In contrast, NIS2’s 24-hour initial notification followed by a 72-hour update and one-month final report offers a more structured, phased approach to incident reporting, allowing for better information quality over time. The SEC rules, with their four-business-day window after a materiality determination, offer the most flexibility in terms of initial reporting, but place a significant burden on companies to make a timely and accurate materiality assessment. Here, India is stricter on the initial reporting timeline, while the SEC is more flexible, contingent on materiality.

Regarding scope, CERT-In’s directions apply to a wide array of “corporate bodies,” making it broadly applicable. NIS2 targets “essential” and “important” entities across critical sectors, which is also broad but sector-specific. The SEC rules are narrower, focused exclusively on publicly traded companies. India’s DPDPA, while general, applies to all Data Fiduciaries processing personal data, thereby encompassing a vast number of entities for personal data breaches.

On triggers, CERT-In mandates reporting upon “noticing or being brought to notice” of any specified incident. NIS2 requires reporting of “significant incidents.” The SEC rules are triggered by “material” incidents. The DPDPA is triggered by a “personal data breach.” India’s CERT-In is arguably the broadest in its trigger, requiring reporting for a wide range of incidents without an explicit materiality or significance threshold in the initial phase.

Indian law is currently silent on a direct equivalent to the SEC’s explicit public disclosure requirements for material incidents by private companies, beyond the DPDPA’s mandate to notify affected Data Principals. While CERT-In may issue advisories, a formal, regular public disclosure mechanism for non-financial private entities, similar to the SEC’s Form 8-K, is not present.

Practical Takeaway

For Indian businesses, DPOs, and GCs, the takeaway is clear: develop and maintain robust, agile internal incident response plans that can meet multiple, often overlapping, and sometimes conflicting, reporting obligations.

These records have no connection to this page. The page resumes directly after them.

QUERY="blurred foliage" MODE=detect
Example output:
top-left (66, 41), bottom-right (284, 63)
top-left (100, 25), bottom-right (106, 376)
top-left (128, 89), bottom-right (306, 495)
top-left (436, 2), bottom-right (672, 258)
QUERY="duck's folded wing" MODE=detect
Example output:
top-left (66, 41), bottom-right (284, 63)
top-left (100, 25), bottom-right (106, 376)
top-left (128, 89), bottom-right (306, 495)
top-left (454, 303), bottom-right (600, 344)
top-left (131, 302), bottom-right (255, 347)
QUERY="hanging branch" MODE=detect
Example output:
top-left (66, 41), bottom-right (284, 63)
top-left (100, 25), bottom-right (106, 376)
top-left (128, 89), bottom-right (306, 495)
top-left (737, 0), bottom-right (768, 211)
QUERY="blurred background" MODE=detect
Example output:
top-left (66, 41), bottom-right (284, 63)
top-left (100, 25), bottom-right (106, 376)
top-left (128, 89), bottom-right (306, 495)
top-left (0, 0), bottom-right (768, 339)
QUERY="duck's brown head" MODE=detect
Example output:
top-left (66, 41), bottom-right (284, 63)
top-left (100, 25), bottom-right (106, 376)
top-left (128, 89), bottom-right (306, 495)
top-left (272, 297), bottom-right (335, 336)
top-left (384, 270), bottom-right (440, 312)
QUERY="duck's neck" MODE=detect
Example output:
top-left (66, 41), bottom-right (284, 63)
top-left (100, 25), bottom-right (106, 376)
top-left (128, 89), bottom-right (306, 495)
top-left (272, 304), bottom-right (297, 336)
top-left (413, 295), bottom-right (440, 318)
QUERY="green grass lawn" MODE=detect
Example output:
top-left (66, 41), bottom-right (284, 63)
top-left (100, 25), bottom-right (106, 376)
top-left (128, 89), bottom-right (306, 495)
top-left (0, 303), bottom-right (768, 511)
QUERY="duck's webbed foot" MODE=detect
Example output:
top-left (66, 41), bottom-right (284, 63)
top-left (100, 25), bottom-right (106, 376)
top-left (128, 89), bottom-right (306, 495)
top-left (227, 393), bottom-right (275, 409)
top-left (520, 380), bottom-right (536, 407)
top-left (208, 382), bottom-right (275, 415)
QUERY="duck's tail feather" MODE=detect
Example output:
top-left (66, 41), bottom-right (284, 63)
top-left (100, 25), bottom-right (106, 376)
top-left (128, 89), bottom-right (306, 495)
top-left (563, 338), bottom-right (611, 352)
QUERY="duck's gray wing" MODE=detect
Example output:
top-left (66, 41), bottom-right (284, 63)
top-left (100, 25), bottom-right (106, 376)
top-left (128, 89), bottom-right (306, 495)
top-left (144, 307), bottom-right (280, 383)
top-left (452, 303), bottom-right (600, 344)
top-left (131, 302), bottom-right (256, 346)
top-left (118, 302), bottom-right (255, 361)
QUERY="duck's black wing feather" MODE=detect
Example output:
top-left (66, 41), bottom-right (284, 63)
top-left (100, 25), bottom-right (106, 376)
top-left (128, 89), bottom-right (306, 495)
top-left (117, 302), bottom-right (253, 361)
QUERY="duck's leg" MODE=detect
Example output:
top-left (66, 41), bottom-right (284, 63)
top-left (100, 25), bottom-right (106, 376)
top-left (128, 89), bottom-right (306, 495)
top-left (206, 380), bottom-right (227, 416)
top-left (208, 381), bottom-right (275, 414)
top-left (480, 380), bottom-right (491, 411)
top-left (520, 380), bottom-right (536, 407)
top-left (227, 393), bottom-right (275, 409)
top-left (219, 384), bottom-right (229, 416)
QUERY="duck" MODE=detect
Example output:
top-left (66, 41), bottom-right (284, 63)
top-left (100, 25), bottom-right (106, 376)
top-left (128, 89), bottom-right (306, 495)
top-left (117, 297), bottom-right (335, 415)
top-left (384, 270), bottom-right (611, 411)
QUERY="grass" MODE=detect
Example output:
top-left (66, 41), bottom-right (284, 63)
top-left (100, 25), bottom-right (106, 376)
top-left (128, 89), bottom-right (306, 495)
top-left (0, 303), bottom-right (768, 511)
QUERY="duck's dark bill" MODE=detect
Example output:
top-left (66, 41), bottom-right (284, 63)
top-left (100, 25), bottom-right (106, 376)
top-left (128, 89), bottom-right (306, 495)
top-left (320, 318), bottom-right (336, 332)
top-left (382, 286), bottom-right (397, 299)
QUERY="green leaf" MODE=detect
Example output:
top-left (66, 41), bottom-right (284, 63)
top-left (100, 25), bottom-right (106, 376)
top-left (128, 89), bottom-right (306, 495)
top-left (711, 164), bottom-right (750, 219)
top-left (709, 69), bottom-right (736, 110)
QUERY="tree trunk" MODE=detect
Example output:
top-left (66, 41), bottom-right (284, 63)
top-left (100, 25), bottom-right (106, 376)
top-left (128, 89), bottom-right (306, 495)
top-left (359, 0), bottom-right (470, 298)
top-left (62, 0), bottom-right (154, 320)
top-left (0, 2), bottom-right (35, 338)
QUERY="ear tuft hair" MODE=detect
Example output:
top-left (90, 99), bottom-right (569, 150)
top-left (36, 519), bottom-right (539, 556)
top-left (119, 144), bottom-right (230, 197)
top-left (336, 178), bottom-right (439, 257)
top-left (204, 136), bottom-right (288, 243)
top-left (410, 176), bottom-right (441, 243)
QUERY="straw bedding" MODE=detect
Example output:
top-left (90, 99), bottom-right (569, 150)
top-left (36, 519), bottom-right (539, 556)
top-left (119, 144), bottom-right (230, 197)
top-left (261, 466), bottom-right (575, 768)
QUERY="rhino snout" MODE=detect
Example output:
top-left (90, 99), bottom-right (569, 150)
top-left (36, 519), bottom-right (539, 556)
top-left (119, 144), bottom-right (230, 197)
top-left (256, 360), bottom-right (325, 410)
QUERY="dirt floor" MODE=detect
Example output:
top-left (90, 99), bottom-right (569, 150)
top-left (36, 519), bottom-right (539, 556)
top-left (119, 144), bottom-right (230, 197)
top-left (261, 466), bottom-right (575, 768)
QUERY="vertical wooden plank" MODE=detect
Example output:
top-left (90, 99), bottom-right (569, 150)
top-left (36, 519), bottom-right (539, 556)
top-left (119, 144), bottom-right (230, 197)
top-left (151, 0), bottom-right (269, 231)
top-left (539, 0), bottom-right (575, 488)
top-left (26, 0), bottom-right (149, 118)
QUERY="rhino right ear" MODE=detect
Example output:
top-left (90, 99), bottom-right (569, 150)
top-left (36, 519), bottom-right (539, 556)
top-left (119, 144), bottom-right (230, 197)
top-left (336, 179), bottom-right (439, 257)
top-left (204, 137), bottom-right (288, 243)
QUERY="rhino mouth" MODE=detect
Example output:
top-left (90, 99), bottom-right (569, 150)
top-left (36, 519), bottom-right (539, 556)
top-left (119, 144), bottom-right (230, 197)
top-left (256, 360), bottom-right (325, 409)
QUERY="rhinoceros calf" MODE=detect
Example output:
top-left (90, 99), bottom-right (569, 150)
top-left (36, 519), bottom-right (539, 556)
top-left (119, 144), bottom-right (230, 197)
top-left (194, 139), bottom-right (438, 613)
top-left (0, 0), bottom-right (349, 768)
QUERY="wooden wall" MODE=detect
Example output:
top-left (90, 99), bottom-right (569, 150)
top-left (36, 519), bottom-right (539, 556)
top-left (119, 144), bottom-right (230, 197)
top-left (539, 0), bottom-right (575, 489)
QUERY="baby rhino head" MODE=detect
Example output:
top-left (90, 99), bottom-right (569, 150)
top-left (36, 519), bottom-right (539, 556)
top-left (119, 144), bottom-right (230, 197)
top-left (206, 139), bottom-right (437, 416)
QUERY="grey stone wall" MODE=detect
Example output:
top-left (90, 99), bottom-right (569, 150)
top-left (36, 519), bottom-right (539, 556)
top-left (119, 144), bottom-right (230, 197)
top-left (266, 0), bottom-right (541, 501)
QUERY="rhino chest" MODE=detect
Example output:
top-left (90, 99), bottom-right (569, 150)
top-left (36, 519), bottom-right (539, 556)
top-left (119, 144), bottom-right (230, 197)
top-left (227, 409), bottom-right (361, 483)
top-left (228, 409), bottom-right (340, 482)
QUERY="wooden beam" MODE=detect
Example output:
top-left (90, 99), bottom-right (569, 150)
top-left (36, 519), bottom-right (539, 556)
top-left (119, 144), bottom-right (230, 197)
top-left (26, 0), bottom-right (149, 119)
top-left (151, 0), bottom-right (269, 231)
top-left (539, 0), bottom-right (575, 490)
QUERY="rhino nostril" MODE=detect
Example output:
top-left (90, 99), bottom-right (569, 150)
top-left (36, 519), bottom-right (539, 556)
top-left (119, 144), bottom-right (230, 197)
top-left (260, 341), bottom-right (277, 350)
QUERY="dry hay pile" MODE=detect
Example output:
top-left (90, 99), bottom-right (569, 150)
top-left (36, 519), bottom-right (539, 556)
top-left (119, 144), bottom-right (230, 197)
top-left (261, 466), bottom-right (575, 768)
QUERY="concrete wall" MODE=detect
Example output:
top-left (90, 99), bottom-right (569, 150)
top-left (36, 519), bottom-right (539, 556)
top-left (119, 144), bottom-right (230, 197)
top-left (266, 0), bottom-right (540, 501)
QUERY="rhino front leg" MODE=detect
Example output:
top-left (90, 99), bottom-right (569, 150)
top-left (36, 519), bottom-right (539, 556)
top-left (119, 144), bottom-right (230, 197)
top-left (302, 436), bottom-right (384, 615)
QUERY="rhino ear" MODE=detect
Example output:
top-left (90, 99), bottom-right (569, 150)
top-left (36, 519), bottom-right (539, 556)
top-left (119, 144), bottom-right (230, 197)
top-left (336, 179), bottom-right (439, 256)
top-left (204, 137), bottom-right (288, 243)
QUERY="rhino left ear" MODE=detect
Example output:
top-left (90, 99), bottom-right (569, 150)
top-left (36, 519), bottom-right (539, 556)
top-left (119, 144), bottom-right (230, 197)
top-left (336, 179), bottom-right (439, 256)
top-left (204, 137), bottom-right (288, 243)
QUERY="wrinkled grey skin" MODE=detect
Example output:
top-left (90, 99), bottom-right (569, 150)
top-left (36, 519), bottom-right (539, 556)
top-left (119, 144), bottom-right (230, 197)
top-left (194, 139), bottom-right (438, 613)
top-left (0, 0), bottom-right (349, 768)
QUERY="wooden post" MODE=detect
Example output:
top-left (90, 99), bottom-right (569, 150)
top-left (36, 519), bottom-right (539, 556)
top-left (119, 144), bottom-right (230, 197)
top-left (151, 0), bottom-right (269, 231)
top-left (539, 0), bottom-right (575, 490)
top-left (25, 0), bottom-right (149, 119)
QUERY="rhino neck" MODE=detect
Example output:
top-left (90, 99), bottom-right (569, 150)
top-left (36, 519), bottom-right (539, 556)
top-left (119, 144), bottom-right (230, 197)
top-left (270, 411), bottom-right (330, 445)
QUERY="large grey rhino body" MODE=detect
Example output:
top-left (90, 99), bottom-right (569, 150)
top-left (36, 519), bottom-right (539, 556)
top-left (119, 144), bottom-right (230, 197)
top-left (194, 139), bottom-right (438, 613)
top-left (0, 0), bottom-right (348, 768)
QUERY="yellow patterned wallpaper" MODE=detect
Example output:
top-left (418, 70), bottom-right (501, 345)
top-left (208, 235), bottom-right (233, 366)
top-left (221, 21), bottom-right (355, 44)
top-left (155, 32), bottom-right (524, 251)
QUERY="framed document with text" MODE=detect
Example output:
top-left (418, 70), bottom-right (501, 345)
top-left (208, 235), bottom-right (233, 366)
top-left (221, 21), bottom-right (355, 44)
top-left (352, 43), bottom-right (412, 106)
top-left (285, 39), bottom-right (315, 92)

The CERT-In’s 6-hour window demands immediate internal triage and notification capabilities. Entities operating internationally must also align with NIS2’s structured reporting and the SEC’s materiality-driven disclosures if they fall under those jurisdictions. This necessitates a sophisticated understanding of incident severity, potential impact, and jurisdictional applicability, ensuring that the right information reaches the right regulator within the prescribed (and often tight) timelines, while also preparing for potential Data Principal notifications under DPDPA. Proactive legal and technical readiness is no longer an option but a necessity.